Voller Stern Voller Stern Voller Stern Voller Stern Voller Stern
mistellor Avatar

Von

Eine wunderbare Serie geht zu Ende. „Die Geschichte des verlorenen Kindes“ ist der vierte Band und leider damit auch das Ende der Tetralogie aus Neapel.
Dieser Band ist meines Erachtens der beste Band der Reihe. Spannend, bewegend, voller Emotionen und auch wieder politisch hochinteressant.
Das Buch ist, wie auch seine 3 Vorgänger wieder wunderbar geschrieben. Elena Ferrante gelingt es bei ihren Lesern ein schillerndes Kopfkino hervorzurufen. Vor dem inneren Auge entsteht Rione, ein Stadtteil Neapels, mit all seinen spannenden Menschen. Der Leser erkennt sofort die Figuren an ihren Beschreibungen und an ihren Charakterzügen. Die Leser haben durch die Vorgängerbücher ein ganzes Leben nicht nur mit den beiden Hauptfiguren erleben dürfen.
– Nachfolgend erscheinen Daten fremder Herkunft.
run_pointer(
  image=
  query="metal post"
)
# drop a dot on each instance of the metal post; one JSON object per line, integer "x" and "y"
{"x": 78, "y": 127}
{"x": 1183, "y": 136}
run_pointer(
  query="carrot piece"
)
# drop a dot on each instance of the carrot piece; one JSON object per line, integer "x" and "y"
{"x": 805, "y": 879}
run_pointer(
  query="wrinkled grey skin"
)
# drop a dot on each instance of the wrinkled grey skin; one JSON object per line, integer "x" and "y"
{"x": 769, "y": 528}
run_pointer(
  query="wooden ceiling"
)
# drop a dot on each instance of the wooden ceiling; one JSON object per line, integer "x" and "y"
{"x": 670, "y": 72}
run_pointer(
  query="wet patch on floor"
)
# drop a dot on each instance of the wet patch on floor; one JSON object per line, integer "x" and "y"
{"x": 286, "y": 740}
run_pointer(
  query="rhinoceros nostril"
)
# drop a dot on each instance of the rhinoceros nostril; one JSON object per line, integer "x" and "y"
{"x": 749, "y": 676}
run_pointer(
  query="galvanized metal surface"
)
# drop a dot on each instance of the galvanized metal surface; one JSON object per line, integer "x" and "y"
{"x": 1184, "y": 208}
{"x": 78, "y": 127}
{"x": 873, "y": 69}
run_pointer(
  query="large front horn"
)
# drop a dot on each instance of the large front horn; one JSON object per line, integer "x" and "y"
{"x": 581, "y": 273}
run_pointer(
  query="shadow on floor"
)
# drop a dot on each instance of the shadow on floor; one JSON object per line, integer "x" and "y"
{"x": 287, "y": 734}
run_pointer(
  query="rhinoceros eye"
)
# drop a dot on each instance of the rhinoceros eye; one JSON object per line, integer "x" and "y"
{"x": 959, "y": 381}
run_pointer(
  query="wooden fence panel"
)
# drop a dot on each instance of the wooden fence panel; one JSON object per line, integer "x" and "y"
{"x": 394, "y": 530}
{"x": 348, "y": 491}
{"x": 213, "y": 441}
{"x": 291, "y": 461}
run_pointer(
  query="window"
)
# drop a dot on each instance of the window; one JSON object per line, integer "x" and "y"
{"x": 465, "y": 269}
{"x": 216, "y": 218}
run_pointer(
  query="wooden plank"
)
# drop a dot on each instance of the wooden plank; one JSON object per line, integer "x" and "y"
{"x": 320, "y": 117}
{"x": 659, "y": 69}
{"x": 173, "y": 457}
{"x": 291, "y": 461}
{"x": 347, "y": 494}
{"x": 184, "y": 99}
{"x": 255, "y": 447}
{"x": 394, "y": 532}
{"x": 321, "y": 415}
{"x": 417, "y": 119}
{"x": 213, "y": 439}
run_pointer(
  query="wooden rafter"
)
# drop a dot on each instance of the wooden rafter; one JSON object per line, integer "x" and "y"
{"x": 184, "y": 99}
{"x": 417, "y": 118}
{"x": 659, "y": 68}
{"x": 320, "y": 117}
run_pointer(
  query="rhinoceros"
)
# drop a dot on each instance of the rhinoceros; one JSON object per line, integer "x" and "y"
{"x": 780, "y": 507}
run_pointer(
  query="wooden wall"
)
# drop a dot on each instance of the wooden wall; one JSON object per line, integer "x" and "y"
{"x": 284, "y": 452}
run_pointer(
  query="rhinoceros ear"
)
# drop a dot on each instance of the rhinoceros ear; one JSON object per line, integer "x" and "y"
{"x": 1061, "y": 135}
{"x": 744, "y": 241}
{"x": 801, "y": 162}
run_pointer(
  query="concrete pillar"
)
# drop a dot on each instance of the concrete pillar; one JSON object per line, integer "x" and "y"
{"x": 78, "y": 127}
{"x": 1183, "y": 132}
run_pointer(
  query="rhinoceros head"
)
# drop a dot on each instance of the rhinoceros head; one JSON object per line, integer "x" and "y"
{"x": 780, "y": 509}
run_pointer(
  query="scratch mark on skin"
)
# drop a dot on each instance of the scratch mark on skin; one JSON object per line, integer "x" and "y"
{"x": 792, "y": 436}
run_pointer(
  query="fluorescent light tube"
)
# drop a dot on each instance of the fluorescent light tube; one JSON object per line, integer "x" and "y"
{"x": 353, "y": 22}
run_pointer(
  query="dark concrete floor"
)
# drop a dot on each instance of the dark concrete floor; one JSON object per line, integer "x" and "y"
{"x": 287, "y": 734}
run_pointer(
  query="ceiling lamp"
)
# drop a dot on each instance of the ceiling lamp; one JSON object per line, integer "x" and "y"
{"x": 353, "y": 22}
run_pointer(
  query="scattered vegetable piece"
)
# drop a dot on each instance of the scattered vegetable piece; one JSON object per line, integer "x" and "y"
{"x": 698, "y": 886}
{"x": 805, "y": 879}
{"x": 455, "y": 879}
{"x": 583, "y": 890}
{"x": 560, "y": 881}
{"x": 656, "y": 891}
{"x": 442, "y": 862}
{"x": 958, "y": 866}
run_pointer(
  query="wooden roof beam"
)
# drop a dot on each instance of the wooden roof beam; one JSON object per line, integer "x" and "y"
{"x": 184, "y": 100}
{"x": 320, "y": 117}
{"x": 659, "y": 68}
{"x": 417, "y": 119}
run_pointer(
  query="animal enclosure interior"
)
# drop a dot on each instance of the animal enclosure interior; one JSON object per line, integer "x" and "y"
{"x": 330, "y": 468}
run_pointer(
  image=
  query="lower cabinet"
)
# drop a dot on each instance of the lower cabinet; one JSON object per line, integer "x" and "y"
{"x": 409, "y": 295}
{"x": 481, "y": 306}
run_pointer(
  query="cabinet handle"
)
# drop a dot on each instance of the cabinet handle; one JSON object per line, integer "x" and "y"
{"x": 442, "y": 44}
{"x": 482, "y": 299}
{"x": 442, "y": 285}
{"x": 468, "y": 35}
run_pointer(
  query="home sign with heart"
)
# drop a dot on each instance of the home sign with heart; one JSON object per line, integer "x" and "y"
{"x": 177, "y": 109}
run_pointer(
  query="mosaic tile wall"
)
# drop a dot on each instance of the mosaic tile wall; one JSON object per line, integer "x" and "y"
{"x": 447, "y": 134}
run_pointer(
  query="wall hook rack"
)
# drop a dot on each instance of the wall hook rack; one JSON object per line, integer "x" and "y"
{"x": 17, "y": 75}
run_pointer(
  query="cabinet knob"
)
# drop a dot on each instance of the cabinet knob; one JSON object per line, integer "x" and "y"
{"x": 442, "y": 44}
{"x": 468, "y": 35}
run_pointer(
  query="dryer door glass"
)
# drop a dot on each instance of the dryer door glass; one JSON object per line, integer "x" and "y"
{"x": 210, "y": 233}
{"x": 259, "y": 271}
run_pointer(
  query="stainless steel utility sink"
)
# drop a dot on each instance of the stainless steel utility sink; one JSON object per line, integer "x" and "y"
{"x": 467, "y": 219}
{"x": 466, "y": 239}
Sie verstehen die Hintergründe, die ungesagten Gefühle, die oft seltsamen Taten und die nicht erklärbaren Gesetzes von Rione. Wir lernen viel über den Untergang eines Stadtteils, über Gewalt, Drogen, Rache und den Tod.
Aber vor allem erfahren wir sehr viel über Frauenfreundschaft. Nach diesem Buch bin ich überzeugt davon, dass Männer und Frauen sich extrem über das Leben einer Freundschaft unterscheiden. Ich denke, Frauen sind sich über ihre Gefühle bewusster, auch über die unterdrückten. Ich denke auch, dass Frauenfreundschaften sehr viel komplizierter sein können als Männerfreundschaften.
In diesem Buch erleben wir eine lebenslange Freundschaft zweier Mädchen, später Frauen, die geprägt ist von Verständnis, Liebe, Zuneigung und tiefer Intensität, aber auch von Unverständnis, Neid, Ärger, Konkurrenz und Bosheit, was nicht nur mit der unterschiedlichen Lebensentwicklung zu erklären ist. Die unterschiedliche gegenseitige Wahrnehmung vergiftet langsam die Freundschaft, schafft eine tiefe Kluft, die immer seltener zu überwinden ist. Ein entscheidendes tragisches Schicksal einer der Frauen entfremdet die beiden Freundinnen immer mehr. Leider liegt die Ursache der zwiespältigen Gefühle und das oft extreme Verhalten beider Frauen im Schweigen über ihre wahren Gefühle, in ihrer Unehrlichkeit und in dem sehr unterschiedlichen Alltag beider Frauen.
Wie viele Leserinnen in LovelyBooks habe auch ich einige sehr intensive Frauenfreundschaften, einige von ihnen bestehen schon viele Jahre. Natürlich habe ich schon während des Lesens überprüft, ob auch unter uns zwiespältige Gefühle existieren. Von meiner Seite konnte ich feststellen, dass ich das unglaubliche Glück habe in ehrlichen Freundschaften zu leben, in denen oft auch sehr deutliche Worte gesprochen werden, in denen viel nachgefragt wird, in denen wir ein ausgesprochen lebhaftes Interesse daran haben, dass wir uns wahrnehmen und fühlen können. Ich lebe und liebe in diesen Freundschaften. Meine Freundinnen nehmen mich wie ich bin, passen auf mich auf, sind ein fester und gern gesehener Bestandteil meiner Familie. Und bald wird es ein „Mädelsabend“ geben, an dem wir über dieses Thema reden werden, und mit den lieben Freundinnen, die wegen Entfernung oder Zeit nicht teilnehmen können, werde ich telefonieren.
Ohne meine Freundinnen wäre mein Leben unendlich ärmer.
Für dieses Buch möchte ich mich bei Elena Ferrante bedanken und gebe ihm natürlich 5 von 5 Sternen.